Nürnberg, 9. Januar 2016: Alle denkbaren Sensationen in zwei Stunden und 15 Minuten: So könnte man die „Neue Flic Flac X-Mas Show“ in Nürnberg beschreiben und würde nur wenig übertreiben. Fliegende Motorräder der spektakulärsten Sorte, der Vierfache am Flugtrapez, Siebener-Pyramide auf dem Hochseil, die Rakete der Garcias und zahlreiche weitere Highlights werden geboten. Rasant aneinander geschnitten wie in einem Videoclip, folgt ein Höhepunkt auf den anderen. Die Nürnberger wussten es zu schätzen: Bereits Ende Dezember war das bis 10. Januar laufende Gastspiel restlos ausverkauft.
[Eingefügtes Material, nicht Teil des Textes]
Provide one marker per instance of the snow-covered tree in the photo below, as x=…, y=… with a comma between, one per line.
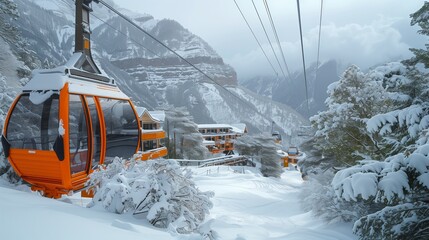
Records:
x=185, y=139
x=158, y=190
x=341, y=129
x=400, y=183
x=421, y=18
x=263, y=149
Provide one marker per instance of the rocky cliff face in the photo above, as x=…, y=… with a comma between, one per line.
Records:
x=292, y=91
x=146, y=71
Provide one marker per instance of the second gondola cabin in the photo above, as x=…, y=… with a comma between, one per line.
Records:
x=65, y=123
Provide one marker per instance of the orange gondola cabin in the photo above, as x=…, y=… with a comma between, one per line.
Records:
x=69, y=120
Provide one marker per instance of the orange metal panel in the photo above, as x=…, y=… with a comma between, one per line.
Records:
x=37, y=167
x=153, y=135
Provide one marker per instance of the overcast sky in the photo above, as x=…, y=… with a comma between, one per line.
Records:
x=361, y=32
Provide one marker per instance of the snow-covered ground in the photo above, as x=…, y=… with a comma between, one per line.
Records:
x=246, y=206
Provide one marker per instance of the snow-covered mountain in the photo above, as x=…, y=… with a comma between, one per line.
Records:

Eine Sensation ist bei Flic Flac in Nürnberg schon das Zelt: Hier wurde der Achtmaster errichtet, mit dem das Unternehmen 2007 und 2013 auf Tournee war – nun allerdings mit komplett neuer Sitzeinrichtung. Jedem Besucher steht ein gepolsterter Sessel mit Armlehnen und Kopfstützen zur Verfügung. Bislang standen sich im Achtmaster zwei gerade Tribünen gegenüber, dazwischen zog sich eine lang gestreckte Bühne in Form einer „Straße“. Jetzt ist (fast) alles anders. Eine Rundbühne wird mit einer „Straße“ kombiniert, das Publikum sitzt außenrum auf steil ansteigenden Rängen. Daraus ergibt sich ein Sitzplan, der an die Form einer Glühbirne mit Fassung erinnert. Die großzügige Restauration ist nun an einer Stirnseite des Achtmasters untergebracht und nicht mehr an den beiden Längsseiten. Im separaten Vorzelt befinden sich Kassen und Toiletten.

 
Trial-Fahrer, Garcia Boys, Alex Michael

Los geht’s mit einem kurzen Opening und dann dem ersten Motorrad-Act der Show, dem Trial Fahren. Steven Bleuk Frantzen und Tom Reygel fahren nur auf den Hinterreifen ihrer Motorräder oder sitzen beim Fahren auf dem Lenker. Das erinnert stark an Kunstradfahren, nur dass es eben auf motorisierten Bikes stattfindet. Dann der erste schnelle Schnitt. Spot aus fürs Trial-Duo, Spot an für Alex Michael. Flink klettert er ein Seil hinauf zu seinem Luftapparat. Läuft kopfüber durch Schlaufen an einer Stange von einem Trapez zum anderen. Zweimal überwindet er die Distanz von Trapez zu Trapez mit einem beherzten Sprung, fängt sich beim zweiten Mal nur mit den Füßen. Und wieder Schnitt. Das Podest für die Garcia Boys, die Brüder Antonio und Connor, steht schon bereit. Sie zeigen Handstand-Equilibristik, Moonwalk à la Michael Jackson, einen Rückwärts-Überschlag in den Einarmer und anderes mehr. Damit liefern die Sprösslinge von Vicky und Pablo Garcia eine vollwertige, anspruchsvolle Darbietung.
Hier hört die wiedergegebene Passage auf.